Don’t threaten Rep. Paul Ray with a lawsuit. Earlier this year during the 2010 legislative session, the Clearfield Republican tried to ban so-called nicotine candy products — like dissolvable Camel orbs shaped like breath mints. Tobacco lobbyists threatened to sue and the bill stalled. Now Ray is back with a broader ban: He’s added flavored tobacco products, including pipe tobacco, snuff and possibly even shisha used in hookah pipes. It would exempt electronic cigarettes and nicotine products used to help people stop smoking.
“I don’t like to play games.
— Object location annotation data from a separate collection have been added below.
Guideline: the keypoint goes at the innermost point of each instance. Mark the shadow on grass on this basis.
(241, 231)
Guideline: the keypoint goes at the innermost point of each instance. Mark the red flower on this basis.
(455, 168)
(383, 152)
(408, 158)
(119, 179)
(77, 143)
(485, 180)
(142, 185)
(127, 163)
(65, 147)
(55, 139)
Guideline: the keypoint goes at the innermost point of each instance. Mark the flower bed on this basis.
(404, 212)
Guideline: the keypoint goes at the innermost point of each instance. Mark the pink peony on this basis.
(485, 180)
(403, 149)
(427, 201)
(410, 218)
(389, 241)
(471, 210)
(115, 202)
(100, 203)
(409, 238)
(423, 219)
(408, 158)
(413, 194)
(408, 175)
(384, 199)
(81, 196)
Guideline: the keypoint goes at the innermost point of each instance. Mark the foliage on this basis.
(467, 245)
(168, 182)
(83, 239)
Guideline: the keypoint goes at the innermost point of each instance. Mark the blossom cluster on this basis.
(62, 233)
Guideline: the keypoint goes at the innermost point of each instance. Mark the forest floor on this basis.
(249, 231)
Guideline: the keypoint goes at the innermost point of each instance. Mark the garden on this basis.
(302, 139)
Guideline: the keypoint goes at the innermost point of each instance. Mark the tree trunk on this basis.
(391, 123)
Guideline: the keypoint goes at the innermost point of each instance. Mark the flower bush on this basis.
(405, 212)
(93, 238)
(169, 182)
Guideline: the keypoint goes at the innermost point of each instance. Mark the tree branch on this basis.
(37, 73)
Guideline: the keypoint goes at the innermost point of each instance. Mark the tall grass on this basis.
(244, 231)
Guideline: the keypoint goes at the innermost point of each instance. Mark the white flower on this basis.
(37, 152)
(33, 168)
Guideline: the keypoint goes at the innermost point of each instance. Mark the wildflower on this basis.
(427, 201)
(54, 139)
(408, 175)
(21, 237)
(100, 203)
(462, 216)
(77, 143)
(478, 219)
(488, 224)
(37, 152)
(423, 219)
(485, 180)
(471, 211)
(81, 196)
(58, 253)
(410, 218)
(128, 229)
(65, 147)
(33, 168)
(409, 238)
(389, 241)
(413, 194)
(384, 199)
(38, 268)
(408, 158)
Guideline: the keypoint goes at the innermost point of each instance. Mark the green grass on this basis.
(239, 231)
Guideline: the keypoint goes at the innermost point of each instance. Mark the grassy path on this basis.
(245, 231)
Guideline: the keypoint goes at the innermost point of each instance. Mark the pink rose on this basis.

I don’t like to be threatened,” Ray said last week at a Health and Human Services interim committee hearing where he presented the proposed Flavored Tobacco and Nicotine Product Restriction Act.
A federal judge recently ruled a New York City ban on flavored tobacco products is legal.
The committee didn’t vote on the bill, which will be presented to the full Legislature during the session that starts in January.
The bill doesn’t address flavored cigarettes and cigars, which are already outlawed by the FDA.
No one from the tobacco lobby spoke at the hearing.
Before the hearing, Kenn Crandall, representing the cigar and pipe business Tinder Box in Murray, estimated the law would eliminate one-third of his products.
“This would be just one more strike at our business,” he said, referring to the state adding $1 to the tobacco tax earlier this year, a move also pushed by Ray.
Of Ray’s latest attempt, “This is the first step to eliminate tobacco completely,” said Kendrik Woolstenhulme, owner of Hungry Trout Cigars in Sandy.
Ray said his goal is to protect children, who could mistake some of the products for candy or be enticed to try smoking based on the flavored products. But the smoke shop representatives said the products already can’t be sold to minors.
Ray said legislative staff is still verifying that the law would forbid the sale of shisha, the mixture of tobacco and flavorings used in hookah water pipes. That would address the concerns of some local health departments, which have been trying to find a way to ban hookah smoking in public places.